Ainsi la philosophie d’Iqbal peut-elle intégrer la philosophie de la modernité. Pour se rapporter à Dieu, l’homme n’a pas à être moins, mais au contraire à être plus. Le sujet doit faire l’épreuve de sa « consistance » et c’est dans l’affirmation et la création qu’il se donne, dans l’affirmation d’un « Je peux » au-delà même de la subjectivité purement spéculative du « je pense ». C’est dans cette perspective que le lien au divin doit être repensé : la plénitude est proportionnelle à l’illumination divine et elle constitue une dynamique où l’homme s’élève un « mouvement continu qui est le progrès spirituel des âmes individuelles auquel la mort ne met pas fin » (p. 26). La religion échappe ainsi à la critique nietzschéenne : l’amour de Dieu n’est pas constitution d’un arrière-monde, fondé sur la haine de la vie et le ressentiment mais au contraire expression de la vie, puissance et joie.

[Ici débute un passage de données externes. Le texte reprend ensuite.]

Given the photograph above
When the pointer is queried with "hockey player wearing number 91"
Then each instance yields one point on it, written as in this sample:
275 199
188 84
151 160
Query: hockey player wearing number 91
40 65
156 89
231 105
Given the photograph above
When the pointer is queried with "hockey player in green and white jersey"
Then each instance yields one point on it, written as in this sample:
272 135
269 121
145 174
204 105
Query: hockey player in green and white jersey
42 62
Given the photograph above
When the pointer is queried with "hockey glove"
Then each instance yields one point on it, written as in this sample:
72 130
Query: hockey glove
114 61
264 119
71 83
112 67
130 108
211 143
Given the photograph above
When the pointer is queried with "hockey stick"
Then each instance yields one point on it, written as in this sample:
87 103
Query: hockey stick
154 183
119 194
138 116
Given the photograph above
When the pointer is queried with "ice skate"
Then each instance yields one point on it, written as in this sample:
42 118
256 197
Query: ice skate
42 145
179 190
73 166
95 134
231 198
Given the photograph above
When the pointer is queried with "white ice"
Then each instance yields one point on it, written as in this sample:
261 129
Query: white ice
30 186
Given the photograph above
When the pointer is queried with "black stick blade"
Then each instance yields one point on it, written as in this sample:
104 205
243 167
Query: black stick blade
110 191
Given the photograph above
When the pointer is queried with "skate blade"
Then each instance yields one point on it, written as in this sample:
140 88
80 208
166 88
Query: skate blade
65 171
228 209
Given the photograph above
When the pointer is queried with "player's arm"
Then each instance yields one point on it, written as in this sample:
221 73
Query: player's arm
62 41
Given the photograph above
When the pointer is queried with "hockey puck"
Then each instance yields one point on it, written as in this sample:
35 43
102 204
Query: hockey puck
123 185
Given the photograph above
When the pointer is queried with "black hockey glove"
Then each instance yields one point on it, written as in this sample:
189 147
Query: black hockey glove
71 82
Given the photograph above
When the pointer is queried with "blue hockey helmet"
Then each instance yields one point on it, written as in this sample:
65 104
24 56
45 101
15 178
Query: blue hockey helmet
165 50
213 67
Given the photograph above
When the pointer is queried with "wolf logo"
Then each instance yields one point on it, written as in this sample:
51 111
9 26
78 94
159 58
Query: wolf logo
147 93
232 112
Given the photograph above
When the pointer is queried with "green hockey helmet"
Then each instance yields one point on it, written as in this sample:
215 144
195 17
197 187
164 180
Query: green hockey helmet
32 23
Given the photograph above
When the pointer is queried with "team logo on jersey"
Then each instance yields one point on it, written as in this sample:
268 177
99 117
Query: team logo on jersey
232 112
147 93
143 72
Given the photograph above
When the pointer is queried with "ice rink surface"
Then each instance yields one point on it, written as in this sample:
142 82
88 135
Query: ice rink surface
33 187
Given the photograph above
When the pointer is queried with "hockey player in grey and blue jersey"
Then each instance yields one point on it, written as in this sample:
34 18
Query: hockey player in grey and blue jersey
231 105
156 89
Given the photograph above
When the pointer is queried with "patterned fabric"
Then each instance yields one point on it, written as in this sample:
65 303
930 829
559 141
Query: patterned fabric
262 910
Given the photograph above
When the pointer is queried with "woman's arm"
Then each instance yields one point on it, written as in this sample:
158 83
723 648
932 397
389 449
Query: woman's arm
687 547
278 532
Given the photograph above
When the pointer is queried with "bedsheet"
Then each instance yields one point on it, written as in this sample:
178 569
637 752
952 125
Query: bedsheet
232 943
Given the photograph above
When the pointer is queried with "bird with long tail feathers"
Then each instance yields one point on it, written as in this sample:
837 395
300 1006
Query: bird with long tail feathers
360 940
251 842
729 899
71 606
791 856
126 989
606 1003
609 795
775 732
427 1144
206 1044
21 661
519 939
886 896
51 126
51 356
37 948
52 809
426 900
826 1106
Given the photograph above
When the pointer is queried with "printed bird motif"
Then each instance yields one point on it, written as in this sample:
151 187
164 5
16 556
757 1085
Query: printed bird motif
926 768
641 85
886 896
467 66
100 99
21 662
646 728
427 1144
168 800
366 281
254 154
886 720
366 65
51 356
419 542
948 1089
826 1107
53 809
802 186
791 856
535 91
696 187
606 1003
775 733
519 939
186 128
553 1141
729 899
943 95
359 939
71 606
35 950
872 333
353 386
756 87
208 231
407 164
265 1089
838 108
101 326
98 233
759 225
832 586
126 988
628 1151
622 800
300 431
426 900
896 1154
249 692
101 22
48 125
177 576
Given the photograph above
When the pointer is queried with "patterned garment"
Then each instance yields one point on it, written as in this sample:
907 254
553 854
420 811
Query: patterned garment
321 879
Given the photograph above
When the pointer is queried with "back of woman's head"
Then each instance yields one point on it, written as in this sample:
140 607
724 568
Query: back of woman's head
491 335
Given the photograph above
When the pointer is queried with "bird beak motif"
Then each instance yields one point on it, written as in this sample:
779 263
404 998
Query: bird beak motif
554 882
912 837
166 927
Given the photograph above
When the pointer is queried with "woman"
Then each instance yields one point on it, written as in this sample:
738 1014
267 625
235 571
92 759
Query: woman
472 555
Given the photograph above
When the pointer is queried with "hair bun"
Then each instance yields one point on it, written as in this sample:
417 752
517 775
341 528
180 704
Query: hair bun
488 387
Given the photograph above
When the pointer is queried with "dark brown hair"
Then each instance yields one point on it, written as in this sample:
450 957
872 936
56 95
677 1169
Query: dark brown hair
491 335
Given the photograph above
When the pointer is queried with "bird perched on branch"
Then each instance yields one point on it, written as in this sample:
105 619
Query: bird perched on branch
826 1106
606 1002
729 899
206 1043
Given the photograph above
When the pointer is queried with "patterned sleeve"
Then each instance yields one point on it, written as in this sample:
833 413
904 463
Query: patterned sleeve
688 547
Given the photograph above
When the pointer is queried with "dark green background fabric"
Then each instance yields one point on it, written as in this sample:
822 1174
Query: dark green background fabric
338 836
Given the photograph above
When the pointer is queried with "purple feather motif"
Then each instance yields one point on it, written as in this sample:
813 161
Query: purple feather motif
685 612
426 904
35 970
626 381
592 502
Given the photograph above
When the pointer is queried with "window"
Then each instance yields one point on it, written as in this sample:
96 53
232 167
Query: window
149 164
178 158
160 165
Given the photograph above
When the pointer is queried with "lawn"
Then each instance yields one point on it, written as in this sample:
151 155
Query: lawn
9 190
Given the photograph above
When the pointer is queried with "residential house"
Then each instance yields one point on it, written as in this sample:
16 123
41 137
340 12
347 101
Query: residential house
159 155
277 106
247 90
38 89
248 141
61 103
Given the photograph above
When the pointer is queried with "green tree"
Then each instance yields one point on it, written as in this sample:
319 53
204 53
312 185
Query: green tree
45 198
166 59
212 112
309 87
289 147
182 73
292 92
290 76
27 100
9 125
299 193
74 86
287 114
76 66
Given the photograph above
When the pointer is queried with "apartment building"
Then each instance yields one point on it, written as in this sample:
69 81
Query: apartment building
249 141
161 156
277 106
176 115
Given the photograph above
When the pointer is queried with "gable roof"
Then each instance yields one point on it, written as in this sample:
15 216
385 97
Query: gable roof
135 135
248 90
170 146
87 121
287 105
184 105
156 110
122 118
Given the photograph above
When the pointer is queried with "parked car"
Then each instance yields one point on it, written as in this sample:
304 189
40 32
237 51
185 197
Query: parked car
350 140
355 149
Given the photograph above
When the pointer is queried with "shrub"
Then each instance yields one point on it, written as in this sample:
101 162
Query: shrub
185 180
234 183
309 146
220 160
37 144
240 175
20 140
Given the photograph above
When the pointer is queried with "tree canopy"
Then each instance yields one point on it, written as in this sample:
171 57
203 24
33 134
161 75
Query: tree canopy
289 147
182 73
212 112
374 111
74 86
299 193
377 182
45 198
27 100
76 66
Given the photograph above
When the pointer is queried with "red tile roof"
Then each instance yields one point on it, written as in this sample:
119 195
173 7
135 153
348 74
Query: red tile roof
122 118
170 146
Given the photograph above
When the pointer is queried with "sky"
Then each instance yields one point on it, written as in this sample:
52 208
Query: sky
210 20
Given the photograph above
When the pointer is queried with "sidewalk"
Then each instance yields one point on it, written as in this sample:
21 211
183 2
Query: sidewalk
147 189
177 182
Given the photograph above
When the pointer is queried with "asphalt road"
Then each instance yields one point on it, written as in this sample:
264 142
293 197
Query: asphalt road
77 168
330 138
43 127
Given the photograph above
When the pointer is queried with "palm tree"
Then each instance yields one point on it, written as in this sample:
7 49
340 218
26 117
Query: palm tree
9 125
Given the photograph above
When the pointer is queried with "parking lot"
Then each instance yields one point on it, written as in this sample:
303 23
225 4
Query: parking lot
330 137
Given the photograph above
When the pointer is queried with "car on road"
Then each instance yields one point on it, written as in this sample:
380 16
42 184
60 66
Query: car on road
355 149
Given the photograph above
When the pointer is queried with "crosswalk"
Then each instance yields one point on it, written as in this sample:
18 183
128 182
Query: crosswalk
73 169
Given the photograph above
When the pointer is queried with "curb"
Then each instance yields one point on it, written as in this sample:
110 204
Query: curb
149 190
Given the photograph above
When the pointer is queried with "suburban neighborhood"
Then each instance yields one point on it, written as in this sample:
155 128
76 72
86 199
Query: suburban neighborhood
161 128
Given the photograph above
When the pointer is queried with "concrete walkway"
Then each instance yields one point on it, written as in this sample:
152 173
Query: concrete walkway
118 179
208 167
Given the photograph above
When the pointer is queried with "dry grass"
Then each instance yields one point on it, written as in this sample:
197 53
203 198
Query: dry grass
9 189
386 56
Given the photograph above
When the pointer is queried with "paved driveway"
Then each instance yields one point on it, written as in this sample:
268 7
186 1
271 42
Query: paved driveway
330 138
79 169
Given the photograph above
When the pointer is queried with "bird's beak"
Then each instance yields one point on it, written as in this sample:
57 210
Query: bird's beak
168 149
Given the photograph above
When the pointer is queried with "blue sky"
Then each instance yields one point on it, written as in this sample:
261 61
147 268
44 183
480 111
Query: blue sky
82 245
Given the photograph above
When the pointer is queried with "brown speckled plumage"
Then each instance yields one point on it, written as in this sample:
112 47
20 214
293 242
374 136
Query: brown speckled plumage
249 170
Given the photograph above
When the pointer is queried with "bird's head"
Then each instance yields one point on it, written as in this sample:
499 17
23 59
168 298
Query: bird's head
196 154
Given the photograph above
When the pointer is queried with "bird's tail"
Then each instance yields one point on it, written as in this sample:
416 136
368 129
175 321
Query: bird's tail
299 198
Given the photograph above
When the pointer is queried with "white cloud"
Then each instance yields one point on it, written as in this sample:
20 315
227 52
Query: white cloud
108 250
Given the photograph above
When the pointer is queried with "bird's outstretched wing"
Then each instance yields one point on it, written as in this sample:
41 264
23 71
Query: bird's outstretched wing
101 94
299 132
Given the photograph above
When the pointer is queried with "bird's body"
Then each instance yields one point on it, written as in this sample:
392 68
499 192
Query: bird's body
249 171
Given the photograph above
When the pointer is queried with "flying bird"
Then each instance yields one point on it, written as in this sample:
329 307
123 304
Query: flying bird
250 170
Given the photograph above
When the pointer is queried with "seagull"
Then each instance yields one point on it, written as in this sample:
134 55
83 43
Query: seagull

UNE PHILOSOPHIE DE L’ACTION
Si l’individu a consistance, l’action humaine, qui participe à l’acte même de l’être, prend son sens : elle n’est plus vaine agitation. Parce que l’action est justement acte, son lien avec l’être doit être correctement pensé : il n’y a pas d’abord le « je suis » qui s’extérioriserait ensuite dans l’action. Le « je suis » est « je peux » [4], donc action. Iqbal nous délivre donc d’un faux rapport entre l’intériorité et l’extériorité : l’intérieur n’est pas le contraire de l’action extérieure, mais sa profondeur, sa doublure, sa dimension verticale, qui se recueille en particulier dans la prière.
C’est pourquoi l’action politique entreprise par Iqbal n’est la simple concession à la réalité de son époque. Le philosophe et le poète ne peuvent qu’être des hommes d’action. Cette politique s’orienta suivant un certain nombre de perspectives qui ont comme principe la générosité impliquée par la philosophie de l’acte :
– comme l’éthique implique l’affirmation individuelle de soi, la politique implique l’affirmation d’un soi collectif, ce qui passa historiquement chez Iqbal par son combat pour la création du Pakistan. Là encore, c’est la liberté qui est le concept fondateur, liberté au double sens de l’affirmation de soi et en conséquence de l’autonomie.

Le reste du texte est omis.